In this case the report covers some devolved stuff I sadly didnt have time to cover properly, and the WhatsApp message I posted in #56
 
Plus I spend so much time on the daily evidence sessions that I dont have much time left to find press reports, and it would be useful to have the regular opportunity to have a quick look at how they are framing things.
 
Although given how often they will focus on the big headline grabbing political/government stuff, consider putting them in the UK politics current events etc thread too: The Covid Inquiry
 
It will probably take me some dfays to catch up with Wednesday-Fridays evidence sessions but in the meantime a report on what a witness said today:


Prof Medley, professor of infectious disease modelling at the London School of Hygiene and Tropical Medicine, was a member of the Scientific Advisory Group for Emergencies (Sage) and co-chaired the influential SPI-M-O subgroup which calculated and modelled the spread of the virus during the pandemic.

Giving evidence, he said it was "no secret" by the end of February 2020 that the NHS would be overwhelmed by Covid cases.
"The extent of the epidemic became very clear during February. By that point we had established the infection fatality rate, that's the proportion of people dying following infection, at around 1%," he said.

"If 80% of the population were infected in a single wave, then we could calculate the numbers who would die."

Prof Medley was then asked why the formal minutes of the Sage group of advisers did not record a high level of concern about the impact on the NHS over that period.

He said civil servants responsible for the minutes would have "completely understood" the views of scientists on Sage.

He recalled an account named "Dominic Cummings iPhone X" also dialled into remote meetings of the SPI-M-O subgroup at the time.

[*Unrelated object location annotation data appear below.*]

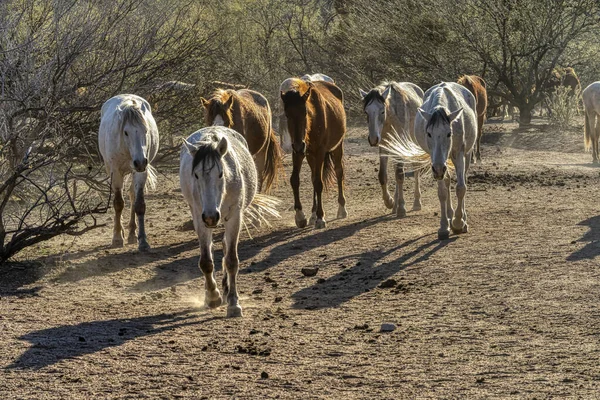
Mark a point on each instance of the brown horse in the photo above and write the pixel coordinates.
(248, 112)
(317, 125)
(476, 85)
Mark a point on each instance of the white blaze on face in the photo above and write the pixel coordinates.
(218, 121)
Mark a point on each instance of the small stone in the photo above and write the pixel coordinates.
(309, 271)
(389, 283)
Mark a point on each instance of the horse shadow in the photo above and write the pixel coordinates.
(52, 345)
(363, 277)
(592, 248)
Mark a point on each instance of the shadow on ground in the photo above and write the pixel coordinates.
(592, 238)
(50, 346)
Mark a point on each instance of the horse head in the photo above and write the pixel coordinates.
(209, 173)
(440, 125)
(218, 109)
(374, 105)
(294, 106)
(135, 134)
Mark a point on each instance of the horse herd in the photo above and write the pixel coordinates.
(225, 165)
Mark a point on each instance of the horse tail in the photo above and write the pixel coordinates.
(404, 151)
(328, 171)
(587, 135)
(152, 178)
(262, 209)
(273, 163)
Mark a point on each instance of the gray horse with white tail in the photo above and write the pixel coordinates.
(445, 130)
(219, 182)
(392, 106)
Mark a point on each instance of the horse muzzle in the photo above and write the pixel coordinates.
(211, 219)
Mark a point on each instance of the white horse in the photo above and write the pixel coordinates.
(219, 182)
(286, 139)
(128, 141)
(591, 105)
(393, 106)
(445, 128)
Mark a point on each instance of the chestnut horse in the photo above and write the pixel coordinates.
(317, 125)
(248, 112)
(476, 85)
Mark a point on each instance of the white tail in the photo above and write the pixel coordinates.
(262, 209)
(404, 150)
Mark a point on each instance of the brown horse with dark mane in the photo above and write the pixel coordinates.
(476, 85)
(317, 125)
(248, 112)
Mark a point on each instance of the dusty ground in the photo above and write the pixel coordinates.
(508, 310)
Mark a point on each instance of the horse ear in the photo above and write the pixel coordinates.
(223, 146)
(424, 114)
(191, 148)
(455, 114)
(228, 103)
(386, 92)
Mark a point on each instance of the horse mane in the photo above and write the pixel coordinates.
(131, 112)
(207, 153)
(439, 116)
(217, 101)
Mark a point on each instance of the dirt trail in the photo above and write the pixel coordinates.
(508, 310)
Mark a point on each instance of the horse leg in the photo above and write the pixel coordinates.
(139, 181)
(400, 205)
(131, 238)
(338, 162)
(387, 199)
(297, 159)
(313, 215)
(459, 223)
(212, 297)
(317, 164)
(417, 203)
(230, 265)
(118, 204)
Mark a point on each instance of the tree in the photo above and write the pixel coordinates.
(521, 42)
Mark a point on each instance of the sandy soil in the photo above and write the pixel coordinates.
(508, 310)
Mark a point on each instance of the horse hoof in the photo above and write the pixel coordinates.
(234, 311)
(143, 246)
(214, 303)
(401, 213)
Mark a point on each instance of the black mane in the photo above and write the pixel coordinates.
(372, 95)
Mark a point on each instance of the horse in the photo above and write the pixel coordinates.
(591, 109)
(286, 140)
(219, 182)
(477, 86)
(445, 128)
(128, 141)
(317, 125)
(249, 113)
(393, 106)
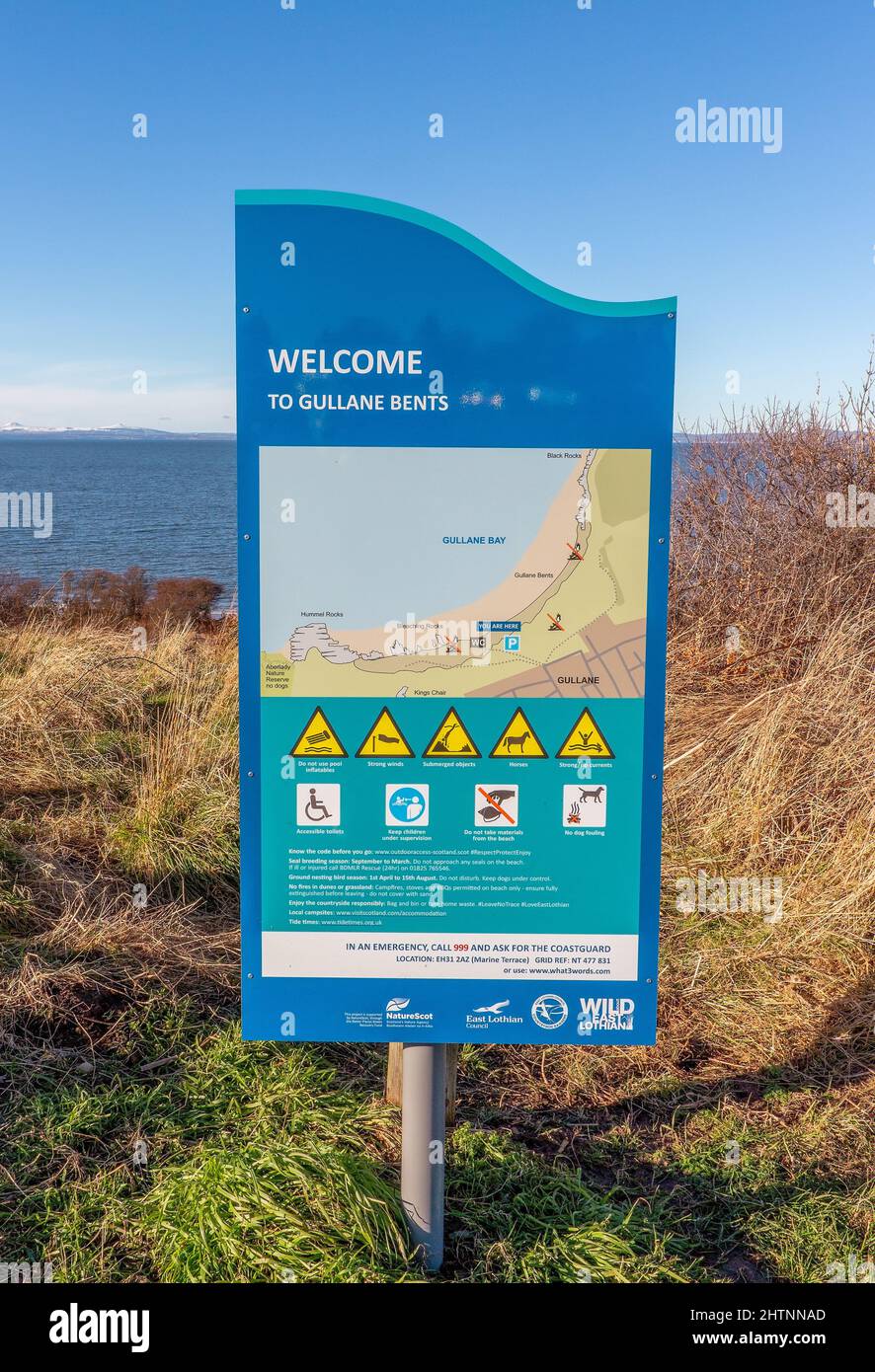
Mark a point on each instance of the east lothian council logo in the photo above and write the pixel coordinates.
(550, 1012)
(495, 1014)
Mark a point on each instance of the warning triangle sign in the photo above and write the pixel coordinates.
(450, 739)
(586, 739)
(385, 739)
(518, 739)
(317, 739)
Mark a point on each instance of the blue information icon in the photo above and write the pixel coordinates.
(407, 804)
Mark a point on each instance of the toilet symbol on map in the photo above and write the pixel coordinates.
(319, 805)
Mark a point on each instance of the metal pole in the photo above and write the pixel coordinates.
(424, 1129)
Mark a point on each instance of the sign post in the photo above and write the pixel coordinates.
(424, 1140)
(453, 516)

"Even if it is not in the paperwork, it was known," he said.
 
Also from that one:

The inquiry was also shown WhatsApp messages exchanged between Mr Johnson, Mr Hancock and Sir Patrick Vallance in June 2020.

Mr Johnson wrote: "These Sage geezers now saying we should have gone into lockdown earlier. Can we gently ask them why they didn't make their anxieties public at the time???"

Sir Patrick, the government's chief scientific adviser from 2018 to 2023, replied: "I think there's too much enthusiasm for the camera at the moment and will speak to them again.

"All the minutes of Sage are published and so data recommendations are clear."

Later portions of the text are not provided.